One strange animal is even reminiscent (to paleontologists, at least) of a character played by actress Natalie Portman. Others are just as odd and intriguing, and several of these ten incredible ancient animals have overturned scientific beliefs while expanding the knowledge of life as it existed millions of years ago.
10 Predatory Whales
New evidence provided by 3-D scans of digital simulations of fossilized baleen whale teeth suggests that in the past, these whales weren’t the gentle giants we know today. The mouths of modern baleen whales contain “bristle-like structures” to strain plankton and small fish from seawater.

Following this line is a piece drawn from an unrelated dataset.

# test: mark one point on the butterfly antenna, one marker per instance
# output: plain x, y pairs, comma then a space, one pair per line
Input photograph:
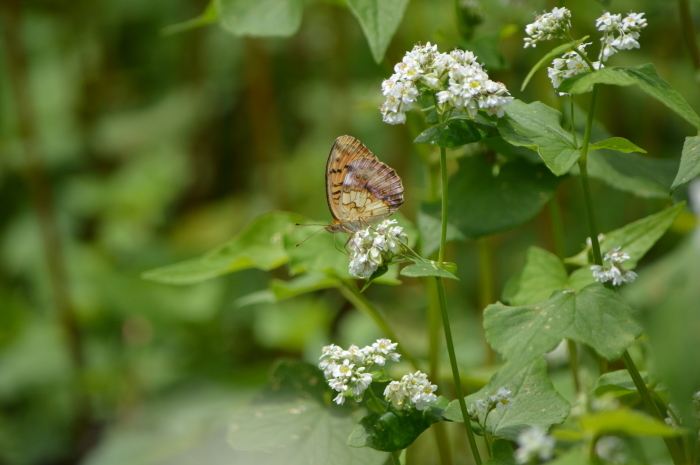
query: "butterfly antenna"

Their ancient forebears, however, were equipped with sharp teeth with cutting edges.
According to Erich Fitzgerald, the senior curator of vertebrate paleontology at Museums Victoria, “These results are the first to show that ancient baleen whales had extremely sharp teeth with one function—cutting the flesh of their prey.” It had been theorized that these ancient toothy whales closed their jaws and used their teeth to strain prey from the ocean, leading to the evolution of the more familiar form of filter feeding. This is no longer believed to be the case.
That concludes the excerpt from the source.